Shift from Parent to Partner

Listen, I get it. We’ve already established that “people love their kids” so your desire to help and see them thrive is absolutely commendable. But this spring is the right time to make an intentional shift from parent to partner. We talk a lot about this concept in our orientation and first-year programs. Stepping back (not away), changing pronouns, and providing opportunities to make practical, diurnal decisions before heading to college is critical.

If you have a high school senior, they are going to be on a campus somewhere in a few short months (grab some Kleenex, but keep reading). And once there, your student will face options and opportunities each day that you’ll never know about. Bolster your confidence in them now by stepping back and empowering them as they navigate this spring. If you have a junior or underclassmen, you can set a pattern now for your support and direction and control of the college admission process.

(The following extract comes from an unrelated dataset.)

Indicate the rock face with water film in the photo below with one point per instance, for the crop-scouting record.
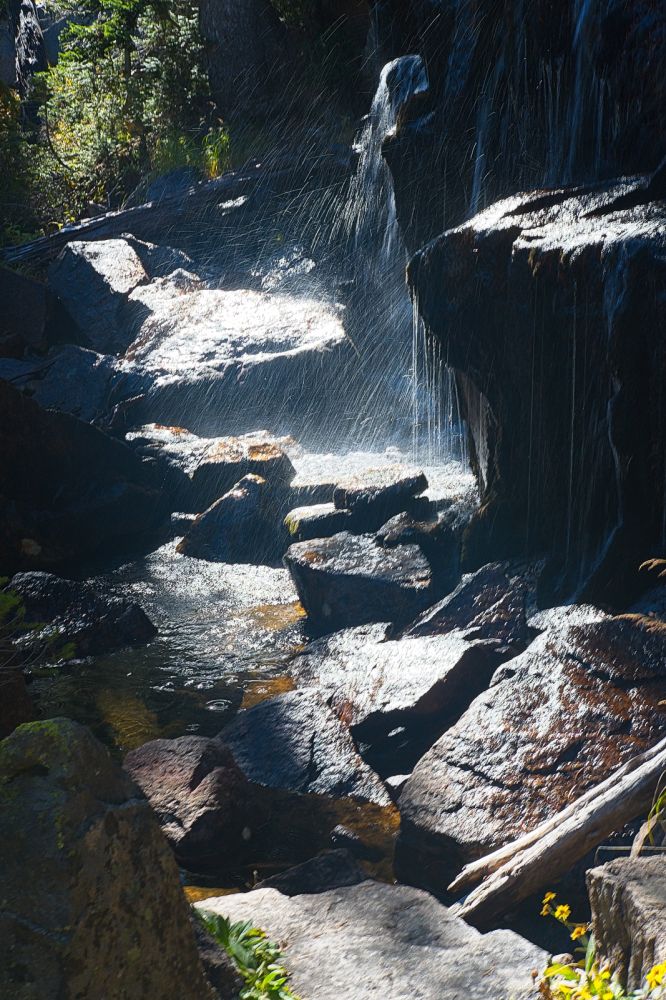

Going for a college visit soon? Let them find the hotel and make dinner reservations. Talk through the budget, the details on logistics, and what they’re wanting out of the trip beyond seeing the school.

Son was deferred by a college? He should be the one to reach out to his admission counselor or to verify that all necessary transcripts or supplements have been received.

Laundry/Credit Card bills? Who is taking care of those things? And who will during freshman year in college? Or who will when they’re 24? The time to provide opportunities to become more independent and more aware of limitations is now—while you are there to answer questions and give guidance.

I’m no Jeff Foxworthy but I am hoping you’ll take these prompts to heart, watch your pronouns, and seize the opportunity to start making that frightening yet crucial shift from parent to partner today.